For comparison, RethinkDB chugs about 6GB of RAM before it manages to eke out some results from that query. I'm honestly not sure what it's doing.
Are you able to go into more detail about the performance of RethinkDB? Considering to use it for a new project but haven't been able to find anything solid about performance except vague and hand-waving "not very fast" anecdotes.
It's been a few weeks since I did a benchmark comparison, and I don't have a setup anymore that I can re-run to get real numbers.
RethinkDB is decent but not great at simple queries, like "select * where foo = 1". Unfortunately, and it's a rather big minus, Rethink doesn't have a planner, and every index has to be specified explicitly. This puts a burden on the application, which needs to be completely index-aware.
Where it really does break down is on aggregations. On a 800k dataset of semi-complex documents, the query "select x, count(*) from y group by x" (x here is a string with a cardinality of 89) took 4 seconds with Postgres, 84 seconds with Rethink on a test box.
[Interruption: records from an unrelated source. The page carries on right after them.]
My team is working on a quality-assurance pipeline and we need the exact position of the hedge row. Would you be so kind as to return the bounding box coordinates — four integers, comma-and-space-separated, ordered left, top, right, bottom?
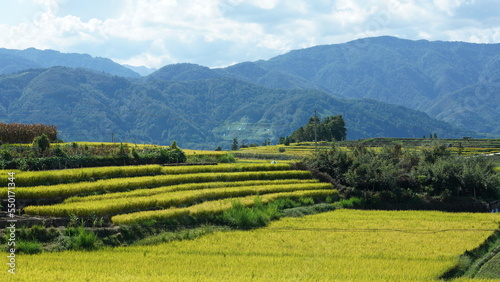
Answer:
0, 149, 186, 171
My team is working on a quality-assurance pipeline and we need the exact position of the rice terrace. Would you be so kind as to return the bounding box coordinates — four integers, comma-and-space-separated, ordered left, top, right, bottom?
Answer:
0, 131, 500, 281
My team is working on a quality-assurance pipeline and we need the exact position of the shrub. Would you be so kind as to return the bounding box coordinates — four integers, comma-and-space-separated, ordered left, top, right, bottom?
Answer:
67, 227, 100, 251
33, 134, 50, 152
16, 240, 42, 255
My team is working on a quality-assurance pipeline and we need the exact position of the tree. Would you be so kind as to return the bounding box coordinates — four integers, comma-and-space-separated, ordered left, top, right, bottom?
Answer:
290, 115, 347, 142
33, 133, 50, 152
231, 137, 238, 151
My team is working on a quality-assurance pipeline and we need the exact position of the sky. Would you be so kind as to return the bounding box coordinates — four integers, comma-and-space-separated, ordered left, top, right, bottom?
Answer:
0, 0, 500, 68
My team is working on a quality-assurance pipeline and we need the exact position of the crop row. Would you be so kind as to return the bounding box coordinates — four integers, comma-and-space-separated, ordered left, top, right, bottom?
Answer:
0, 170, 311, 199
0, 165, 162, 187
24, 183, 332, 216
64, 179, 318, 203
111, 187, 338, 224
162, 163, 290, 174
0, 164, 290, 187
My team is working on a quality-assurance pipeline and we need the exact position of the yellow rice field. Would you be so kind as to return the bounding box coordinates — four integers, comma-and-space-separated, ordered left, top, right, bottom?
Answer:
2, 210, 500, 281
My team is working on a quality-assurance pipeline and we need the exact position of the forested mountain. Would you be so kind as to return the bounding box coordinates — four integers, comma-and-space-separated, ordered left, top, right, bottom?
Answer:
0, 48, 140, 77
0, 66, 470, 149
0, 37, 500, 148
215, 37, 500, 135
In this scenario, Postgres was actually running in a slow Virtualbox VM, whereas Rethink was running natively; on our production servers, the same query takes about 500ms. In this scenario, Rethink used about 6GB out of the 8GB of memory allocated to it, whereas Postgres just streams the data through the FS cache -- so I think Rethink is just using a really bad query strategy.
Rethink's benefit, of course, is horizontal scaling, and it's supposed to be able to parallelize reads. But it has to work for the types of queries you give it. I strongly advise looking at your application's query needs, importing some test data, and seing how they perform. If you don't need aggregations or complex joins, it might work for you.
Thank you for coming back to this thread to share your experience, much appreciated!
I did not realize RethinkDB lacks a query planner/optimizer. That is a huge downside. The docs didn't seem to make much effort to point out this limitation.
We consider ourselves NewSQL http://schemafreedb.com/. We are looking into using Nuodb as one of our backend storage options when scalability is a concern, default is MySQL with TokuDB.
Or use posgres-xc, or mariadb 10 with galera and maxscale. Postgres has JSON storage. MariaDBB has dynamic and virtual columns, and the CONNECT engine which can now directly create new or edit existing JSON files using the SQL interface, instead of dedicated functions for JSON manipulation.
With the recent SQL-like query language, I think Cassandra comes pretty close to satisfying the requirements as well, as long as you don't require multi-key transactions.
It's not bad, and Apache Spark adds SQL on top of some other nosql DBs, but they are still hard to use.
Cassandra for example: you can't just put a secondary index on a table to enable sorting on it. There are secondary indexes, but they aren't useful for that (they don't perform well on high cardinality data).
Want a different sort? Make a new table. And duplicate the data, since there are no JOINs.
This is because the top priority for Cassandra is being scalable and always-on in the first place. New features are added only if they meet these goals. Therefore you have guarantee it will always scale and it has no single point of failure, not even a temporary one, regardless of which feature you use.
Some other new database engines do it in different order - first adding as many RDBMS features as possible and then making some of them kinda scalable (in some circumstances, if the phase of the moon is right, etc.). Sure, that might feel less cumbersome at the beginning on a single laptop (feels like good old RDBMS), but once you scale it out, it is far from being all roses.
BTW, duplicating (denormalizing) data is the way to go if you really need scalability. In general case, joins or traditional indexes with references from the index leaves to the original data do not scale on distributed data sets.